While living further out from the city, I did try to be sustainable - I would drive my car to a commuter lot to travel via carpool (the slug line, if anyone is familiar with it), or drive to the Metro (Washington, DC’s subway system). If I could, I would make sure to time all my shopping and socializing in the same area, so that once I parked I limited my driving time. And as much as I could control it I shopped local, and attempted to eat local.
But this - this is different. For five days of the week everything I need is steps away from my new home. I take public transportation 95% of the time, exercise, and get my hair cut without having to get into my car. There are restaurants galore - including my favorite socially-conscious coffee shop - and a few (semi-affordable) independent retail stores owned and operated by small business owners. Not to mention a branch of the public library system. Moving from a 17 to a 92 has made my life, in some ways, less complicated.

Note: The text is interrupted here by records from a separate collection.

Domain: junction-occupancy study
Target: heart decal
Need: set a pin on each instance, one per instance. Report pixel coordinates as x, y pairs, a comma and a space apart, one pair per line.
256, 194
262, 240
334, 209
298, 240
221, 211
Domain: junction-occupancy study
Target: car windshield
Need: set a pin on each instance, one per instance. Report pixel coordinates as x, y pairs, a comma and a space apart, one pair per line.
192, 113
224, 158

Last week I reflected a little on the materiality (or immateriality, rather) of historic preservation. In the post, I cited four elements that connect the physicality of preservation to the more ephemeral, meaningful pieces of what we do: Place-History-Memories-Character.
These four characteristics played heavily in my choice to live in my new neighborhood:
Place: This is my first home away from the place where I grew up with my parents. It was a big step for me, and I knew that when choosing the neighborhood it had to reflect what I wanted to be, where I wanted to spend my time, and a sense of place that reflected some of what I believed in.

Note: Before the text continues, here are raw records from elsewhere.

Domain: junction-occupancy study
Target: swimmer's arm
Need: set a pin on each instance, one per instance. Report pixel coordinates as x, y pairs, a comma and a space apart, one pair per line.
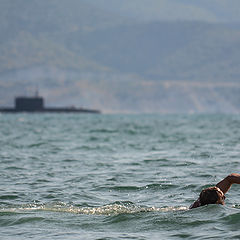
227, 182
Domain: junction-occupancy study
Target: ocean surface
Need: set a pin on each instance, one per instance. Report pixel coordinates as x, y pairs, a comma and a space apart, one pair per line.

History: The direct neighborhood in which I live is not historic in the usual sense of the word - although a large portion of the retail/foodie area was built in 1944. However it does lie adjacent to a National Register district that was once a part of the DC boundaries, and then developed by Defense Homes Corporation during World War II.
Memories: Having lived in the region already, I came to my new neighborhood with a visceral connection to it. My friends and I gather for monthly book clubs at my coffee shop, and I’ve celebrated birthdays at many of the restaurants.
Character: I think, above all else, this area has character. When leaving my apartment building I can run in one direction to see the amazing World War II area housing that still remains, and I am often immersed in green space that lines the sidewalks. While my building is of the 1970s variety, I can look outside my window and see the cityscape of DC arrayed in lights (including the Washington Monument). That feature alone is inspiring.
Going from a 17 to a 92 doesn’t mean I don’t miss my old haunts, my childhood parks/playgrounds, and favorite local restaurants that I still visit when I’m in the area. But I can say that it’s made me an even bigger proponent as a historic preservationist to protecting places that just like this for the future.